Há contos e contos. Há autores e autores. E há Tchekhov. Todo mundo sabe disso. Qualquer pessoa de bom senso consegue perceber.



4) TLÖN, UQBAR, ORBIS TERTIUS, Jorge Luis Borges
por Davi Lara

Acabei de reler o conto de entrada de Ficções em uma edição da Globo com um ensaio crítico introdutório. Pulei a introdução, me reti no prólogo do autor, e assim como me lembrava, também desta vez, Tlön, Uqbar, Orbis Tertius me pareceu impecável. Não vou listar aqui as qualidades do conto, mas antes me fixar na sua faceta que mais me encanta.

A literatura fantástica se constitui, a grosso modo, a partir da negação da realidade. No Realismo Fantástico (gênero literário que tem, a meu ver, no conto em questão a sua representação mais completa) sua construção se faz na criação de um mundo de regras bem definidas que forma-se uma realidade paralela à Realidade dos homens de carne e osso. Uma característica de Borges é a reflexão sobre a literatura; sobretudo a sua literatura. Isso se dá tanto nos ensaios, e menos nos prólogos (sempre lúcidos, mas curtos) aos seus próprios livros, quanto nos seus contos.

Desconheço qualquer trabalho acerca da obra de J.L.B. com exceção de um ensaio que li esperando um amigo na biblioteca para passar o tempo e do qual pouca coisa lembro. Por essa ignorância me arrisco, com grande probabilidade, a repetir o que já foi dito. Porém, acredito valer a pena dividir minha opinião, que se não nova, assim quero crer, é legítima.
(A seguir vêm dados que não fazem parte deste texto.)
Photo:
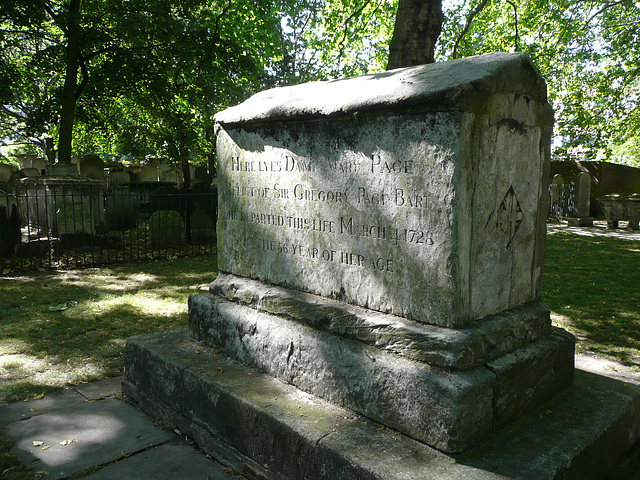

Neste conto somos guiados por um labirinto (estrutura cara ao autor) onde o penetrar da fantasia na realidade, e vice versa, nos chega a um final onde a realidade convive com elementos anteriormente exclusivos da imaginação. Por meio de Bioy Casares (amigo de J.L.B. no mundo real e escritor) e de um acaso ( a "...conjunção de um espelho e de uma enciclopédia...") Borges descobre um país inventado: Uqbar. A partir de Uqbar, uma curiosidade fixa e mais acasos, descobre um mundo: Tlön, onde o conto se detém em sua descrição por um longo tempo conforme a XI edição da enciclopédia Orbis Tertius – o próprio planeta Tlön é criação da literatura de Uqbar que, negligenciando a realidade, se referia “... às duas regiões imaginarias de Mlejnas e de Tlön...”. Aumenta-se a complexidade do labirinto tomando-se em conta que Tlön, por si só, tem uma literatura esmiuçada no texto.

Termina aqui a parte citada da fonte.